M. Yves Daudigny . - Je félicite les rapporteurs ; je remercie également Jean-Pierre Godefroy pour la pédagogie avec laquelle il a rendu compte de son positionnement plus avancé. S'il faut des moyens financiers pour déployer des services de soins palliatifs, ce n'est pas à la loi de les prévoir. Pour développer une culture du palliatif en France et favoriser l'information des familles et des médecins, il faudrait inscrire dans le texte l'obligation d'inclure dans le cursus des étudiants en médecine un temps de formation sur le sujet.

M. Alain Milon, président . - Dans un ouvrage publié récemment, Le Cerveau de cristal, l'auteur, Denis Le Bihan, démontre que, même sous sédation, les patients continuent à souffrir. Sachant cela, il est très gênant de décider d'arrêter d'hydrater un malade. Par ailleurs, sur dix ans d'études, on ne consacre que deux heures de cours magistral aux soins palliatifs. C'est assurément inefficace.

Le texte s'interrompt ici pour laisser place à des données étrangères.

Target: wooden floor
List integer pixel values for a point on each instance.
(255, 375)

M. Gérard Dériot, co-rapporteur . - Actuellement, rassembler les informations sur la carte vitale est impossible. Les dons d'organes n'y figurent même pas car le fichier serait insuffisamment protégé. Le texte prévoit des mesures pour garantir la protection des médecins. Cette proposition de loi n'est pas l'alpha et l'oméga sur la question de la fin de vie. Elle n'apporte pas de modifications substantielles à la loi Leonetti. Elle donne néanmoins des précisions utiles pour éclairer les familles et le monde médical et cela justifie que l'on examine et que l'on aménage le texte. Les changements se feront pas à pas. En 2005, la loi Leonetti n'aurait pas vu le jour sans notre volonté farouche de l'adopter par un vote conforme à la suite du vote unanime de l'Assemblée nationale. Nous pourrons modifier le texte par des amendements. En le votant, c'est un pas supplémentaire que nous ferons.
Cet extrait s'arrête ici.